Octobre
Orange règne en octobre. La rondeur de son initiale prépare la bouche à mordre dans le fruit qui lui donne son nom. Nāranj, nāranga, naranja, arancia, orenge, orange. Sucre ocre que l’on retrouve dans la carotte ou la courge et qui saupoudre cette demi-saison.
L’automne met en lumière l’orange en lui offrant pour cadre sa couleur complémentaire : le bleu. La feuille est la dernière flammèche d’un feu dont le ciel est le cœur. Dans la nuit marine roussissent des lunes embrumées de présages. Contre le gel impeccable se détachent les buissons ciselés et leurs baies prêtes à éclater.

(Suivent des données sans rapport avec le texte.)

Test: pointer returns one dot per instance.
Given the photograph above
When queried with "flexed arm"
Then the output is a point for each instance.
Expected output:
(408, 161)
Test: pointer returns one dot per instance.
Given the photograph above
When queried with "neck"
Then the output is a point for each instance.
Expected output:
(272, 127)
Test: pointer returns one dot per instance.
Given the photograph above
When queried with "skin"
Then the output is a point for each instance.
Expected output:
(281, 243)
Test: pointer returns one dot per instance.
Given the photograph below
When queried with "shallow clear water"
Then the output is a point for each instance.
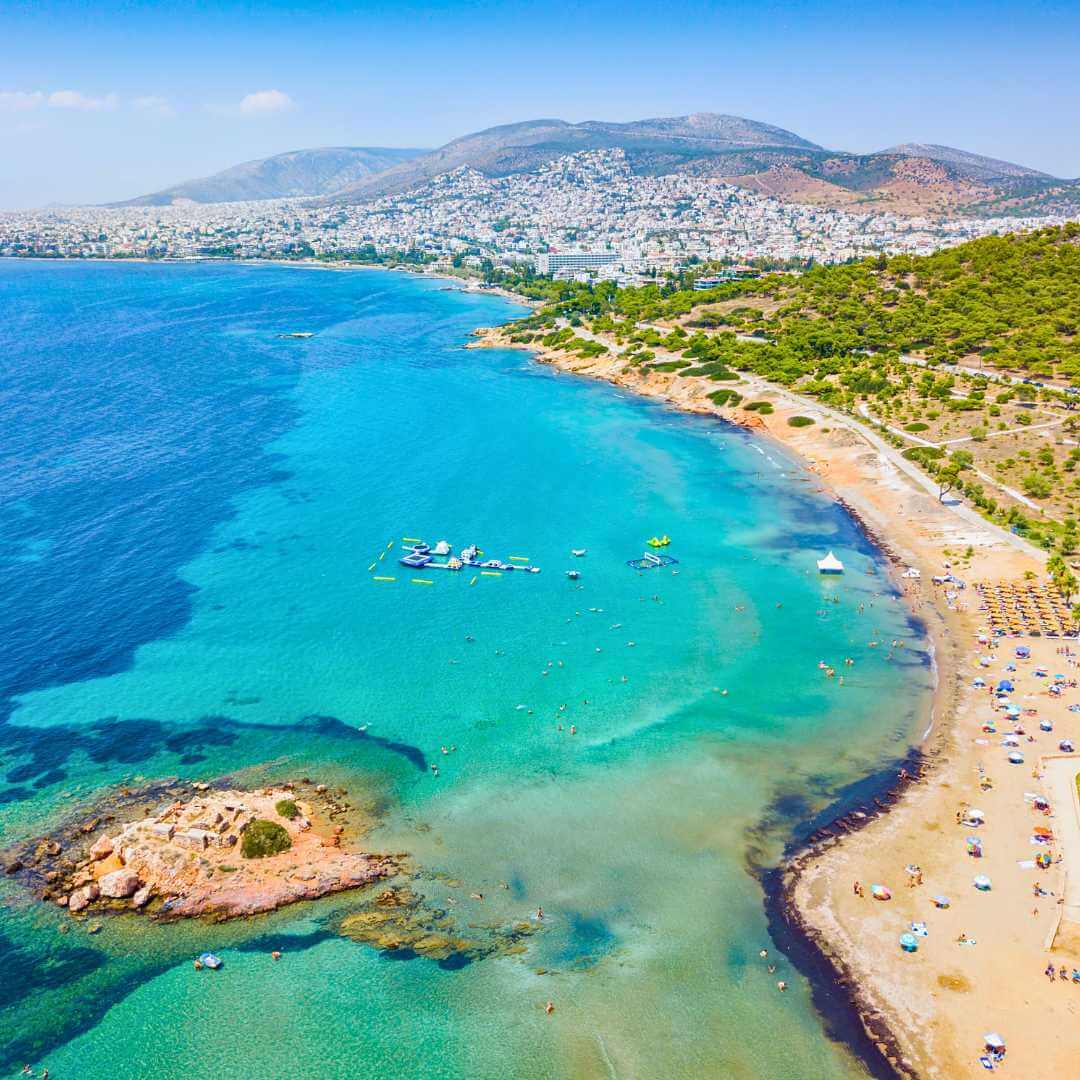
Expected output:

Orange est étrange. Ambigu, excentrique, vite de mauvais goût, trop tape-à-l’œil. Il marque le paria, signale la marge. Attention, ralentissez, écartez-vous, nous prévient-il sur nos panneaux et nos gilets, sur l’uniforme du prisonnier ou la tunique du moine. Entre la fougue du rouge et l’ingénuité du jaune, son mélange fait son mystère.

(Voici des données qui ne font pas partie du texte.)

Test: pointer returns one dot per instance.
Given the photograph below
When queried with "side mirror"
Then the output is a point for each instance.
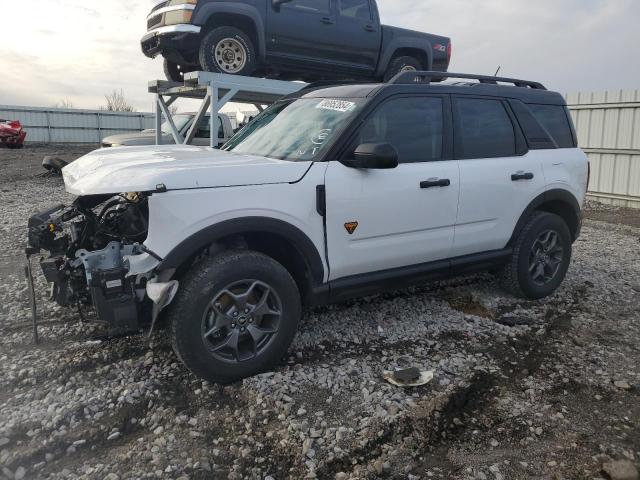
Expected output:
(373, 156)
(276, 4)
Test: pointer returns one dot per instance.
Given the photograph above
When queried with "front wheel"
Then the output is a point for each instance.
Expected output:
(228, 50)
(235, 316)
(541, 257)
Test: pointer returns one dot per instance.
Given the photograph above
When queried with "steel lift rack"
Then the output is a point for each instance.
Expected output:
(215, 90)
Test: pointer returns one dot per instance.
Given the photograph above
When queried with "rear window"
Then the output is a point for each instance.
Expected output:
(483, 129)
(554, 119)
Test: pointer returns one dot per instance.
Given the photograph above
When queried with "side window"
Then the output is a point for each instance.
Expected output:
(554, 119)
(483, 129)
(414, 126)
(204, 129)
(357, 9)
(311, 6)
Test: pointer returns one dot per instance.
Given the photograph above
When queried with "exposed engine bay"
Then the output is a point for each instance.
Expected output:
(96, 260)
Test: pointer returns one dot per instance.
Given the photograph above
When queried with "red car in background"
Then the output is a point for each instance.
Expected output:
(12, 134)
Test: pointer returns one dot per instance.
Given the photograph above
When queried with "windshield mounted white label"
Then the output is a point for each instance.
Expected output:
(342, 106)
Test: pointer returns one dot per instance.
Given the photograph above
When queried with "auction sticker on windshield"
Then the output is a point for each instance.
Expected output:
(336, 105)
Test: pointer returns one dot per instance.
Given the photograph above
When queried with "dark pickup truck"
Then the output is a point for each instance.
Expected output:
(307, 40)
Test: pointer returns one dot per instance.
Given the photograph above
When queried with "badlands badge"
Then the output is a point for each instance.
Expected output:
(351, 227)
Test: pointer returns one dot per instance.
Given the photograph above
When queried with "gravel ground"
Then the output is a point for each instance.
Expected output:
(522, 390)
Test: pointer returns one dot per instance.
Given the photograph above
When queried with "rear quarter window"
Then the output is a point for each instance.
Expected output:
(555, 119)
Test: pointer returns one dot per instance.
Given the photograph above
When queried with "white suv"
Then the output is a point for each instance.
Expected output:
(329, 194)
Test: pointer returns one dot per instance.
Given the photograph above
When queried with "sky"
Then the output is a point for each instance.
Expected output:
(78, 50)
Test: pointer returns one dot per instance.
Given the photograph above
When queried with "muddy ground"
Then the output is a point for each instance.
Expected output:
(522, 390)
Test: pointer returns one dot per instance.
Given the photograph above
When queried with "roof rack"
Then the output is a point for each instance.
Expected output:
(429, 77)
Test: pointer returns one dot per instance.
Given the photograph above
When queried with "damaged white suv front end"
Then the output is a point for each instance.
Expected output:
(100, 252)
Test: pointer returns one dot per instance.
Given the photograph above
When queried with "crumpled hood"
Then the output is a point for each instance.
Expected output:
(143, 169)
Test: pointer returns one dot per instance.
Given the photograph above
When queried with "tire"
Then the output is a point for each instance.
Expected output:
(522, 275)
(174, 71)
(193, 315)
(228, 50)
(400, 64)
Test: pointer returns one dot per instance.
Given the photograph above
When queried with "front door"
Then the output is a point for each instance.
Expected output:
(302, 30)
(383, 219)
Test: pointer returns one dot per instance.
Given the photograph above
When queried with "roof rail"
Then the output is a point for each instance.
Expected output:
(429, 77)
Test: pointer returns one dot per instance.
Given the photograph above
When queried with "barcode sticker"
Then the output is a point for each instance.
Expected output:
(342, 106)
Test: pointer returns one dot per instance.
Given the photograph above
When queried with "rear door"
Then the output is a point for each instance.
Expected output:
(384, 219)
(304, 30)
(499, 177)
(359, 32)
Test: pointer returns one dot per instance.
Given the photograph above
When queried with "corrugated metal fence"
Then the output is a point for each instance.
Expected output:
(608, 127)
(63, 125)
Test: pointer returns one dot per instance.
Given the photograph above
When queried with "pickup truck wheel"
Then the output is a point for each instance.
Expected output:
(174, 71)
(228, 50)
(401, 64)
(234, 316)
(541, 257)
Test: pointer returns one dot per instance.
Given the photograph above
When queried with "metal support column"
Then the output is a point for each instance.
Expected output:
(215, 90)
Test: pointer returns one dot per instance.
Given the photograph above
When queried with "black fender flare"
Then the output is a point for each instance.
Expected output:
(558, 194)
(205, 237)
(206, 10)
(404, 42)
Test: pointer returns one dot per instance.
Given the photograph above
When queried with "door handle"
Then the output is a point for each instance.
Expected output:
(438, 182)
(522, 176)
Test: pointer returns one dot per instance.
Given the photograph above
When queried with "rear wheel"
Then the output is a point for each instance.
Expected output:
(541, 257)
(228, 50)
(401, 64)
(235, 316)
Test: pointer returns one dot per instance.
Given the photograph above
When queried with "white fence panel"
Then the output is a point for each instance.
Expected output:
(65, 125)
(608, 128)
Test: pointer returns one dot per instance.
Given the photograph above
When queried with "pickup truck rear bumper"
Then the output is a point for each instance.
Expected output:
(167, 38)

Il s’épanouit dans les pays où l’automne existe, où la nature a appris à mourir pour renaître. Couleur de fête des morts, des bougies qui les honorent. Pourtant, il me fait rire. Pied de nez, plutôt que révérence. Pitre refusant de prendre au sérieux notre gravité. Regardez-moi, lance-t-il à nos visages froncés, et il se met aussitôt à faire le clown. Triste parfois, quand il en fait trop, quand il détonne avec l’occasion ou l’humeur. Son espièglerie se durcit en grimace.
Britannique à ma connaissance, protestant, luisant dans le cuivre des cuisines, la rouille des jardins, la rousseur de l’écureuil, du renard, de plus d’un habitant. Agile, astucieux, insouciant. Mais il repose aussi dans le corail des mers australes. De nouveau, le bleu lui sert d’écrin, cette fois ni azur ni marine : turquoise. Respiration industrieuse des profondeurs qui purifie notre air et dont le froid crépite dans nos poitrines.